Any term by its nature intended to survive termination of this agreement survives termination of this agreement, including clauses 6, 7, 8, 9, 10, 11, 13, 15, 16, 17 and this clause 18.
18.9 Goods and services tax
(a) Words or expressions used in this clause 16.9 which are defined in the A New Tax System (Goods and Services Tax) Act 1999 (Cth) have the same meaning in this clause.
(b) Any consideration to be paid or provided for a supply made under or in connection with this agreement, unless specifically described in this agreement as ‘GST inclusive’, does not include an amount on account of GST.
(c) Despite any other provision in this agreement, if a party (Supplier) makes a supply under or in connection with this agreement on which GST is imposed (not being a supply the consideration for which is specifically described in this agreement as ‘GST inclusive’):
(i) the consideration payable or to be provided for that supply under this agreement but for the application of this clause (GST exclusive consideration) is increased by, and the recipient of the supply (Recipient) must also pay to the Supplier, an amount equal to the GST payable by the Supplier on that supply; and
(ii) the amount by which the GST exclusive consideration is increased must be paid to the Supplier by the Recipient without set off, deduction or requirement for demand, at the same time as the GST exclusive consideration is payable or to be provided.

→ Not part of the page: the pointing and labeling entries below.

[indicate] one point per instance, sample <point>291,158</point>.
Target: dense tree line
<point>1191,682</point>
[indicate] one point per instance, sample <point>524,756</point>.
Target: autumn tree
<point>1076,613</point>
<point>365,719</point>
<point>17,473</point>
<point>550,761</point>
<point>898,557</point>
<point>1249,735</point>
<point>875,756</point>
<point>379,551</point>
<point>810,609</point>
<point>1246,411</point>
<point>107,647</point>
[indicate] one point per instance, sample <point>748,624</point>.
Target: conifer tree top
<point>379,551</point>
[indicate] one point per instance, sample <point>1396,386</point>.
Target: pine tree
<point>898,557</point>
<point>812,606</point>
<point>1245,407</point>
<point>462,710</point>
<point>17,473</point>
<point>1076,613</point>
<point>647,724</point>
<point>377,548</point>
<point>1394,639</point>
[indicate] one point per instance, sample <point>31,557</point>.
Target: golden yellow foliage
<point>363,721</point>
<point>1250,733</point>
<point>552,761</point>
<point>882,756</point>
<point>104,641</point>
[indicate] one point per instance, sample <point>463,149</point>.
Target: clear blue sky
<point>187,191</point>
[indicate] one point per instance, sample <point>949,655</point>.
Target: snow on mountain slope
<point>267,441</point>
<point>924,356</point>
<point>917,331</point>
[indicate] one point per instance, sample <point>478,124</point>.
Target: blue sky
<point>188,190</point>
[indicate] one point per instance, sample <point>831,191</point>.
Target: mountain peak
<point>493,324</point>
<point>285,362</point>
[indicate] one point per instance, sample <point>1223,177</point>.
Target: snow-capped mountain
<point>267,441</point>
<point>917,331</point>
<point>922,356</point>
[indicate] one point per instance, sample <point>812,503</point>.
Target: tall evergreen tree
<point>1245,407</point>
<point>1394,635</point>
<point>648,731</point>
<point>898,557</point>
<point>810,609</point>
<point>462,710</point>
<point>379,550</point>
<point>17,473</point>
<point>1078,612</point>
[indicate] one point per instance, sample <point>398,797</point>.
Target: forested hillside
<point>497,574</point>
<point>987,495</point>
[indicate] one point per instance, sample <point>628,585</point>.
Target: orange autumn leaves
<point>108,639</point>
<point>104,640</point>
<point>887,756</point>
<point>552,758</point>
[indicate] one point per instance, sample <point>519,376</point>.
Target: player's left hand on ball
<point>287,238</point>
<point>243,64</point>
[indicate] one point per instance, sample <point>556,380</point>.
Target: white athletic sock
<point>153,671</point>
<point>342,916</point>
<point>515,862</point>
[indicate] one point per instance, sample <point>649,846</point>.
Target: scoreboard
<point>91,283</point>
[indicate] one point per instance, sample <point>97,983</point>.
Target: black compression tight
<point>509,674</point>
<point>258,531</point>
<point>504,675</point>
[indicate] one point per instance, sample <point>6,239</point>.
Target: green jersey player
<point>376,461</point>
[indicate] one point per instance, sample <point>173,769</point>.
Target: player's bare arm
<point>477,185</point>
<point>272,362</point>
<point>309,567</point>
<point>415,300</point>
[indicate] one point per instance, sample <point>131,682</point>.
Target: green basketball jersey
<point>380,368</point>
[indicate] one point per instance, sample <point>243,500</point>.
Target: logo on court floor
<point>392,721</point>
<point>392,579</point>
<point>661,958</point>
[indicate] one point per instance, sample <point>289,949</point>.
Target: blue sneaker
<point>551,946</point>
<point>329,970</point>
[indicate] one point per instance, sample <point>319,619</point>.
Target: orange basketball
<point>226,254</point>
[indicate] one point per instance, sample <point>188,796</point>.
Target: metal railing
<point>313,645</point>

(d) If a payment to a party under this agreement is a reimbursement or indemnification, calculated by reference to a loss, cost or expense incurred by that party, then the payment will be reduced by the amount of any input tax credit to which that party is entitled for that loss, cost or expense. That party is assumed to be entitled to a full input tax credit unless it proves, before the date on which the payment must be made, that its entitlement is otherwise.